October 2, 2023
SINGAPORE – There’s no device to gauge the extent of pain in sport, no appliance to measure the ache of heartbreak. Mostly it requires a generous athlete to talk about it. To reach into herself and show you her pain. Like Letitia Sim, in the Asian Games village, sipping coffee and making this writer wince.
When the medal ceremony began for the 100m breaststroke, you know that race, the one where she came fourth by 0.12 of a second, which made her weep so hard that eventually her shaking body “stopped producing tears”, Sim couldn’t watch.
“I just could not look at the screen… I just had to stare at a wall.”
You can’t appreciate the madness of this species, can’t interpret their world, where defeat visits more than triumph, where losing is captured in slow motion, where their love for all this somehow endures, unless you know how much they hurt. And you can’t fathom who Sim is, how bravely she responded, unless you know how she hurt.
Like when she says, when that race was over, she couldn’t even cry. Because there was no time to cry. Because there was a relay in 30-odd minutes and her team to consider and her mind going everywhere.
“Should I cry? What should I do? What just happened? I don’t think I’ve ever felt that before. Because I was like so mad, so angry. I didn’t know what to do. I turned in the best time but it wasn’t fast enough. It was insane.”

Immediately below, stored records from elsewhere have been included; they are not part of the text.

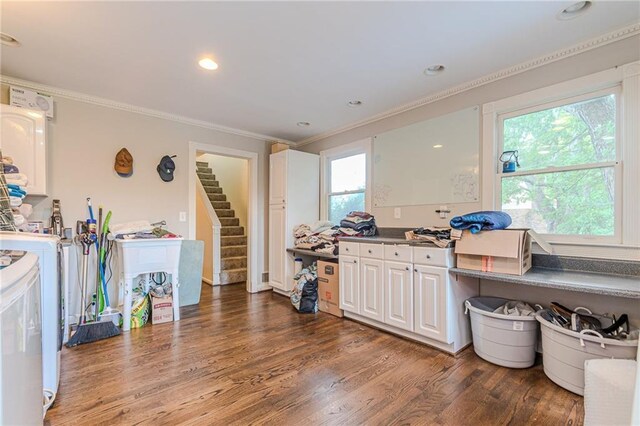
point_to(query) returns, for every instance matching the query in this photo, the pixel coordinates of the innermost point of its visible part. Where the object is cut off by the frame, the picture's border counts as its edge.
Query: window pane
(579, 202)
(341, 205)
(349, 173)
(578, 133)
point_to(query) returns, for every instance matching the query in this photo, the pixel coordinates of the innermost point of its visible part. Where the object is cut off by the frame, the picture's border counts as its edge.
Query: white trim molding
(255, 264)
(628, 78)
(109, 103)
(611, 37)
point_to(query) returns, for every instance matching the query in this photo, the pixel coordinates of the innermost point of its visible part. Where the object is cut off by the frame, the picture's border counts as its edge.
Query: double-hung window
(568, 183)
(345, 180)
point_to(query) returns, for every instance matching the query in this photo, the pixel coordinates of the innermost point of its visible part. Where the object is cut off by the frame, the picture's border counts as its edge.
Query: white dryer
(49, 251)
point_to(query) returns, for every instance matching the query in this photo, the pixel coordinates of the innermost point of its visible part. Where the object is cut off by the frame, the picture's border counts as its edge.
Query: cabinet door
(430, 294)
(371, 292)
(349, 284)
(277, 249)
(23, 139)
(278, 178)
(398, 295)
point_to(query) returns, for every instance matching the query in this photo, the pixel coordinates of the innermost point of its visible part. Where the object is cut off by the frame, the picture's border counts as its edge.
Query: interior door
(371, 291)
(431, 302)
(23, 139)
(398, 306)
(278, 178)
(349, 284)
(277, 249)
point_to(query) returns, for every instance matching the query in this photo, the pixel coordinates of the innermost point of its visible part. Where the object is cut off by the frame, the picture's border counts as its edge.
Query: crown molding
(576, 49)
(108, 103)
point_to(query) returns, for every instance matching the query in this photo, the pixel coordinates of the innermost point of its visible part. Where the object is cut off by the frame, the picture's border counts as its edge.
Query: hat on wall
(124, 163)
(166, 167)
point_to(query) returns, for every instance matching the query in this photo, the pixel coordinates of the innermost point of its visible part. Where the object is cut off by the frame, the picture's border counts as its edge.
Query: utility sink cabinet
(408, 291)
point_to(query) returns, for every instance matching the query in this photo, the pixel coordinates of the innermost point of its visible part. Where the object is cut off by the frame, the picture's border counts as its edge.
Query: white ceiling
(284, 62)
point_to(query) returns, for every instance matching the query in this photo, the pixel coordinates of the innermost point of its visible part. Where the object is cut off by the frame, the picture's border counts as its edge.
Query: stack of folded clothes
(320, 237)
(16, 184)
(358, 224)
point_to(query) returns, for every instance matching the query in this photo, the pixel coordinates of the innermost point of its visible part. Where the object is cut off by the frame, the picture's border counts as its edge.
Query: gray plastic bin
(565, 351)
(506, 340)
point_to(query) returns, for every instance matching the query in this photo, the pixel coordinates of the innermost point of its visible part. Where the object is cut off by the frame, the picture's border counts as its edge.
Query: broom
(89, 332)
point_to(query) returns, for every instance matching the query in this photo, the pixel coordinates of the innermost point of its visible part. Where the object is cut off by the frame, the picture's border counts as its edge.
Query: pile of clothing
(304, 296)
(441, 237)
(320, 237)
(358, 224)
(16, 183)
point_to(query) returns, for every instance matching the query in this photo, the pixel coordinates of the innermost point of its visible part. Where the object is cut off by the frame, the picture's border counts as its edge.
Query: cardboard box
(506, 251)
(329, 288)
(277, 147)
(161, 309)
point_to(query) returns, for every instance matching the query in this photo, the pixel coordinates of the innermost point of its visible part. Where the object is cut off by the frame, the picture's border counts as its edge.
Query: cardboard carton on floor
(506, 251)
(329, 288)
(161, 309)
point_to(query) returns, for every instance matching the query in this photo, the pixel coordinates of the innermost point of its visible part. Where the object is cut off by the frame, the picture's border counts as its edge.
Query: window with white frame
(569, 176)
(345, 180)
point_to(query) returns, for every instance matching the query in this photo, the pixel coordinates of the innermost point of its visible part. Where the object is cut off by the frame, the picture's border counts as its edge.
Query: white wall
(599, 59)
(233, 175)
(82, 142)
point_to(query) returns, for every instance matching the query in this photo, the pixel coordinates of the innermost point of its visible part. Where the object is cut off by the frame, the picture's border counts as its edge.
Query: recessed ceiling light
(574, 10)
(8, 40)
(208, 64)
(434, 69)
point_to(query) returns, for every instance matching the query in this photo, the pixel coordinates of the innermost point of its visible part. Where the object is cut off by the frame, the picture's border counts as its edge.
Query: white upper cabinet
(278, 178)
(23, 138)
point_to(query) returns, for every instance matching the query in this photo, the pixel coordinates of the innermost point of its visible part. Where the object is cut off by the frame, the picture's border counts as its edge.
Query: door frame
(253, 281)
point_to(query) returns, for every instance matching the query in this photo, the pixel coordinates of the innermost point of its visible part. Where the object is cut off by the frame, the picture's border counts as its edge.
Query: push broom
(93, 331)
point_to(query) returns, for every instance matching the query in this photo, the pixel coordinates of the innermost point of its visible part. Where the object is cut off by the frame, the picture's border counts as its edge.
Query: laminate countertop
(585, 282)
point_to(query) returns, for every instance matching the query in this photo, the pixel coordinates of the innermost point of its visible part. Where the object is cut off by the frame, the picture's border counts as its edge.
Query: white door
(349, 283)
(277, 249)
(398, 295)
(431, 302)
(371, 292)
(23, 139)
(278, 178)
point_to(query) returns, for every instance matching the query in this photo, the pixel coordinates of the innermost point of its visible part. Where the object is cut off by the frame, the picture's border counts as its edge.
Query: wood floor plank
(240, 358)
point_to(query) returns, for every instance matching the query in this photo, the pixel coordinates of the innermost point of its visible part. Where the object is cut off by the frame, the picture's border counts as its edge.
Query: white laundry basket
(506, 340)
(565, 351)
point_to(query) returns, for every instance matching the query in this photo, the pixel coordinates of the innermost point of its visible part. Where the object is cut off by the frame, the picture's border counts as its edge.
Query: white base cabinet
(408, 291)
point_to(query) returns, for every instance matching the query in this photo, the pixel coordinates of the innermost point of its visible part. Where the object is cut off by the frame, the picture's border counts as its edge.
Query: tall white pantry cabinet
(294, 199)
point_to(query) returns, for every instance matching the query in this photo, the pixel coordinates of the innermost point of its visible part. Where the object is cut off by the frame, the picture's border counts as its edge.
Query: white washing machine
(20, 340)
(49, 251)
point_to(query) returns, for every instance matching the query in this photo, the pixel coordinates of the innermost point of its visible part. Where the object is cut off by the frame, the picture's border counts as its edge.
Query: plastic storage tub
(506, 340)
(565, 351)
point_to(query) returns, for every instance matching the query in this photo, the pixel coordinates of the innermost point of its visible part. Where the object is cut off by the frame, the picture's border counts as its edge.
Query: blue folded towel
(479, 221)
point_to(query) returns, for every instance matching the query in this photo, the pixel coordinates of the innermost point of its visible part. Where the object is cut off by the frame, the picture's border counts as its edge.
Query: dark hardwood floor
(240, 358)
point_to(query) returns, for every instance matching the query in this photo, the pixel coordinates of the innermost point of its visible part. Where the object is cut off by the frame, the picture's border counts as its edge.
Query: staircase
(233, 241)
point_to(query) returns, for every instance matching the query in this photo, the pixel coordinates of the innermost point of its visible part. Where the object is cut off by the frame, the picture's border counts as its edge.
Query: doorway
(223, 194)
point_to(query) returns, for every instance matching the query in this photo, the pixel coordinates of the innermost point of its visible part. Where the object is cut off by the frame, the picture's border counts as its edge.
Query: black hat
(166, 167)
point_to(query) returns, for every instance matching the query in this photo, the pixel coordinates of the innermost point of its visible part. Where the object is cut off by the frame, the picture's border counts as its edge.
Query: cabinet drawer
(398, 253)
(351, 249)
(373, 251)
(433, 256)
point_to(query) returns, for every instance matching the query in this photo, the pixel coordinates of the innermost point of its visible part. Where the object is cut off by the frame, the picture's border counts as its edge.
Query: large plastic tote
(506, 340)
(565, 351)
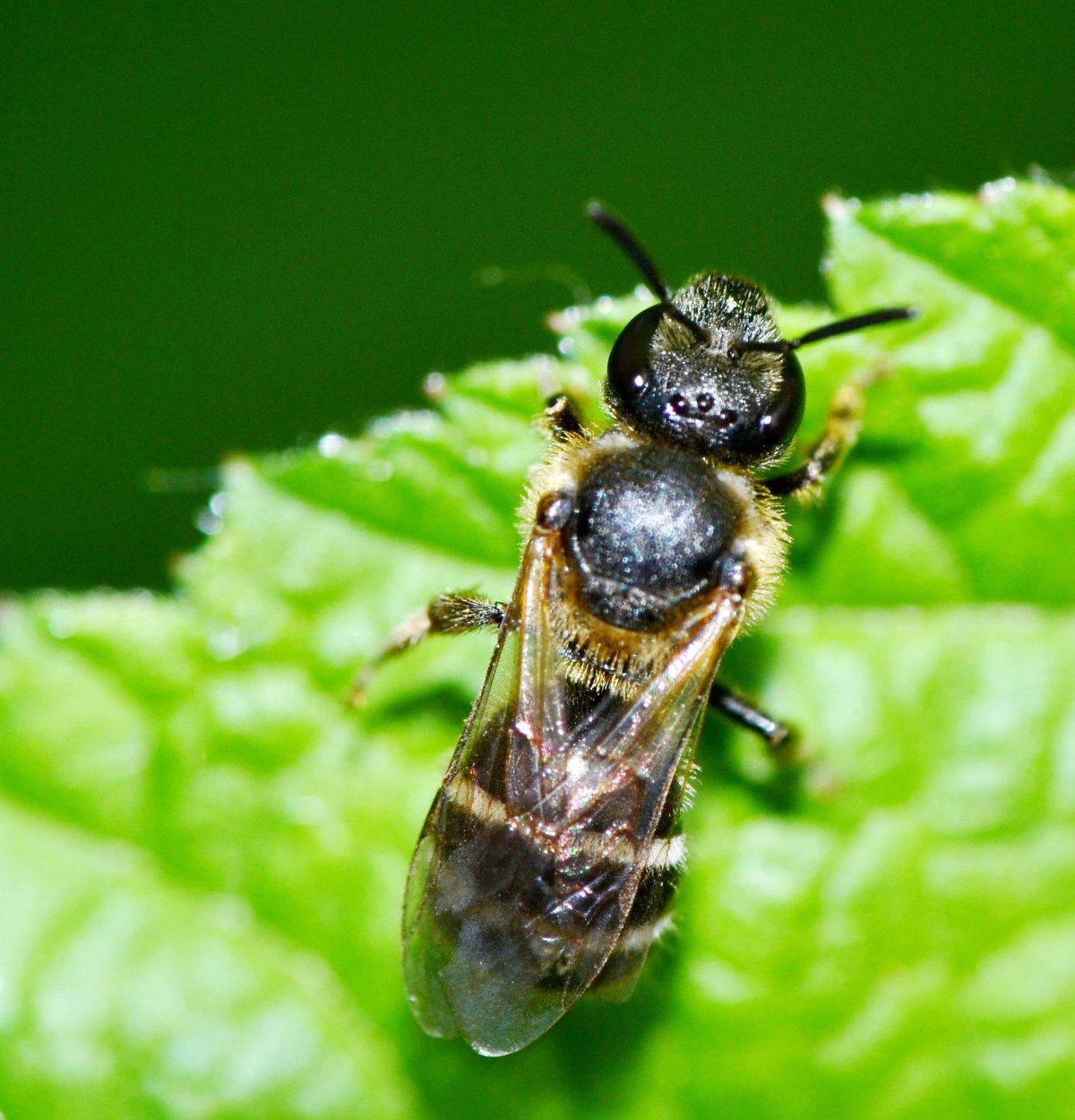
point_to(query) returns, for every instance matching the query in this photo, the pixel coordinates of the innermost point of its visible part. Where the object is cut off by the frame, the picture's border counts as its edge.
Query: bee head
(690, 372)
(707, 368)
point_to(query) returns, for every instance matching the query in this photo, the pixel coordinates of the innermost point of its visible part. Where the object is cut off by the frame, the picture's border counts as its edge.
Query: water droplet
(434, 385)
(331, 444)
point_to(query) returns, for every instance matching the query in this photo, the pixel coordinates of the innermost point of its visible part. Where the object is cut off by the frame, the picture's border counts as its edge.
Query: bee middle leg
(452, 613)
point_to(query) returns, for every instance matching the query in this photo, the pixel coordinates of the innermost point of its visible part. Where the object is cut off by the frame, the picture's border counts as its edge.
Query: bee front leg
(452, 613)
(838, 437)
(561, 418)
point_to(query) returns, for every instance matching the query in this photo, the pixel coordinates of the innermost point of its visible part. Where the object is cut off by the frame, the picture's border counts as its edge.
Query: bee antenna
(840, 327)
(630, 245)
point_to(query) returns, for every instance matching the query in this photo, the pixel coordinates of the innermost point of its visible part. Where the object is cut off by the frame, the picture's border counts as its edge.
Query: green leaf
(202, 847)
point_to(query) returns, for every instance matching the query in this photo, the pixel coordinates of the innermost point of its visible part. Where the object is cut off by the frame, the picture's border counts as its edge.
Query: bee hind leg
(782, 789)
(452, 613)
(778, 737)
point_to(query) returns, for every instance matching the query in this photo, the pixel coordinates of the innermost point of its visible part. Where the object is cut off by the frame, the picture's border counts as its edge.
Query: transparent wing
(532, 854)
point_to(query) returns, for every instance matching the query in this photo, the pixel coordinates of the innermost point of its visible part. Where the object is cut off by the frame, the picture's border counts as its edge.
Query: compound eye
(628, 364)
(782, 418)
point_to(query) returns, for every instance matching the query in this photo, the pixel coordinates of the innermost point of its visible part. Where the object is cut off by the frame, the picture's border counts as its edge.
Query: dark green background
(233, 228)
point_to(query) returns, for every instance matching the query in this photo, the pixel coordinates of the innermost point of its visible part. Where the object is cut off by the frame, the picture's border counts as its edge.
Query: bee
(549, 860)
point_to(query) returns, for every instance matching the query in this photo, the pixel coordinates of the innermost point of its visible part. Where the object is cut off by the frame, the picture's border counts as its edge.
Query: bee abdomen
(538, 909)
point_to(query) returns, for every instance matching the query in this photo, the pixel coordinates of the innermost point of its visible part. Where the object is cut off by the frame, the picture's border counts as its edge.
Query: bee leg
(837, 438)
(452, 613)
(561, 418)
(778, 737)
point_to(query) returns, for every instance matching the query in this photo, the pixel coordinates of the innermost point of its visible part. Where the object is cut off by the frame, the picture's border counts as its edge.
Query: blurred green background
(232, 228)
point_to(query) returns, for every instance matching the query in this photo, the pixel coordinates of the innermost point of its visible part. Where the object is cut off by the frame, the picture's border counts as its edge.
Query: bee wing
(532, 854)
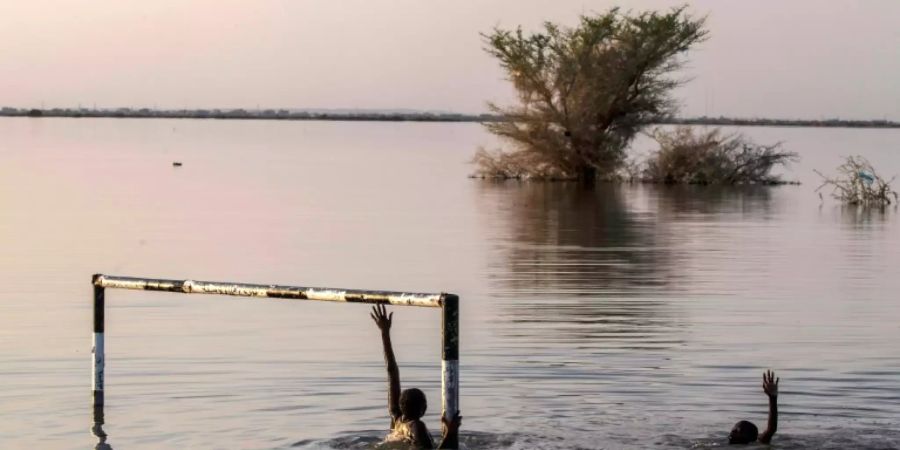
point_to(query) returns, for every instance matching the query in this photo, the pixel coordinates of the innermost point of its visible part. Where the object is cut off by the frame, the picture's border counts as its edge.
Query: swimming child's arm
(450, 431)
(770, 387)
(383, 320)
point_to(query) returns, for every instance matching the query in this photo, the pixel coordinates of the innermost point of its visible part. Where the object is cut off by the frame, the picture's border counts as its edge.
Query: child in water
(745, 432)
(408, 407)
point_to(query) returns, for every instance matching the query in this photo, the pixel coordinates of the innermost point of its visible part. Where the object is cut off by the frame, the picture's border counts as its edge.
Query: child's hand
(770, 383)
(381, 317)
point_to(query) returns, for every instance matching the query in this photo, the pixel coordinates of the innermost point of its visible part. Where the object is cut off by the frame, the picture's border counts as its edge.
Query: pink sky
(802, 58)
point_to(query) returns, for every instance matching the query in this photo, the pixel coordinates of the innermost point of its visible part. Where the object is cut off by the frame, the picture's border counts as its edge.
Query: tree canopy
(585, 92)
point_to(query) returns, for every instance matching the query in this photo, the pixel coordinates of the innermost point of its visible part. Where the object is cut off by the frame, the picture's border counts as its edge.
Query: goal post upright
(450, 355)
(98, 352)
(449, 304)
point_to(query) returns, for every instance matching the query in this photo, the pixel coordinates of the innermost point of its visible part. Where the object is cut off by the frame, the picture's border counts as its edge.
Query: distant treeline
(391, 116)
(237, 114)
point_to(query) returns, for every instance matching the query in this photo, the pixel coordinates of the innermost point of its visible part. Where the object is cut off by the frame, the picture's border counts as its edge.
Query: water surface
(615, 317)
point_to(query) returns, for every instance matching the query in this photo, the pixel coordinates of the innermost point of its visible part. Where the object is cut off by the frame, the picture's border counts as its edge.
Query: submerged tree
(857, 183)
(585, 92)
(709, 157)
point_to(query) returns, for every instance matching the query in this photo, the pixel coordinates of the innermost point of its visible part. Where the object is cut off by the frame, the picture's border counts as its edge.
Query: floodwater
(617, 317)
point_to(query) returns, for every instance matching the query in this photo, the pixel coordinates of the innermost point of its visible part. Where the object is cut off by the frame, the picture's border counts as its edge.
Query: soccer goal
(448, 303)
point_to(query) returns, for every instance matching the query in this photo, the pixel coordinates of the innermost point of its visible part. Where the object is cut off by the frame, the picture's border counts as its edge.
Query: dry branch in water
(857, 183)
(709, 157)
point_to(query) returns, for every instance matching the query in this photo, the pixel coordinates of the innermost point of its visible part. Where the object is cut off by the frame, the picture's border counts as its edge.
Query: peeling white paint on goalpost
(448, 303)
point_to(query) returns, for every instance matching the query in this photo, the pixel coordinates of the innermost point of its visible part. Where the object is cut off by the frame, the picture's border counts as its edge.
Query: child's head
(743, 432)
(413, 404)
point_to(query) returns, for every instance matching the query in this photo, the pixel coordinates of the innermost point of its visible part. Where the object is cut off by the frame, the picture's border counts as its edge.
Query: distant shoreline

And then she went and swam beautifully for Singapore in the relay.
And only then she wept.
“I wanted to be on that podium so badly,” she says with such poignance of the 100m breaststroke. “I was prepared to be on that podium. I brought my shoes, I brought my outfit, I brought my jacket.” Instead all she was left with was replays of the race, watching it once, twice, three times, four, the last time at 1am.
“It was so bad. I was like, how close was I? How close was it that I just lost it?” Her words still carry some hurt. As she watched the replay that night, she remembers her reaction. “I’m filled with anger. Like my body tenses up.”
And then next day, in the 200m, she was second after 50m, second after 100m, second after 150m, and then fourth by 0.02. As if some cruel god wanted to tease her. “I cried a little bit after that event because I was like, ‘Why me? Why again’?”
But this isn’t personal, though it must feel painfully so. This is what sport does to everyone, takes them to places they’ve never been. “During practices,” says Sim, “you’re being pushed and you’re being tested for these limits physically. But these things also test you mentally, which is something you don’t always practise on a regular basis.
“I don’t practise getting fourth.”
Swimmers and gymnasts are impossibly busy, performing frequently, night after night, no time to think, heal, process. Just compete, even though you’ve been bruised 20 minutes ago, because sport keeps asking one profound question.
So what have you got?
And that was the beauty about Sim, she found more. For all her hurt, she gave more. After that 100m fourth place, she kept going faster, in her 200m, in her relays, not letting hurt slow her down but responding to it. Days later coach Gary Tan would say, “She kept getting better in each relay and each swim. Just dropping time every single swim.”
This, in some twisted way, is the compressed, brutal education of Sim. “I told my coaches,” she says “and they would 100 per cent agree with me that if this exact situation happened last year I would have broken down so many times.”
Being kicked around by those bullies, fate and circumstance, feels unfair but there is meaning to all this. How athletes handle defeat is how they can tell how far they’ve travelled emotionally. It’s like earning a higher degree at a stern university – a major Games.
“I kept telling myself,” says Sim, “this whole meet has just been a huge test, for my limits, my patience, my everything that I’ve been working for. And, now that I’m done with it, I’m finally at ease. Now I can push forward towards beyond my limits.”
You passed?
“I feel like I passed it with flying colors.”
Competition is a constant audition for greatness with no guarantee. A series of fourth places happened when she was 12, it happened now, it’ll happen again. But, fine, bring it on, Sim is ready, she’s competitively all grown up.
“Some people will never understand this type of passion for something that has a lot of downs and very little ups. But, I’m just addicted to it.”
The hurting will always suck, it will return, it will have to be worn. This is the strange life they chose. To use a 20-year-old’s word – Insane.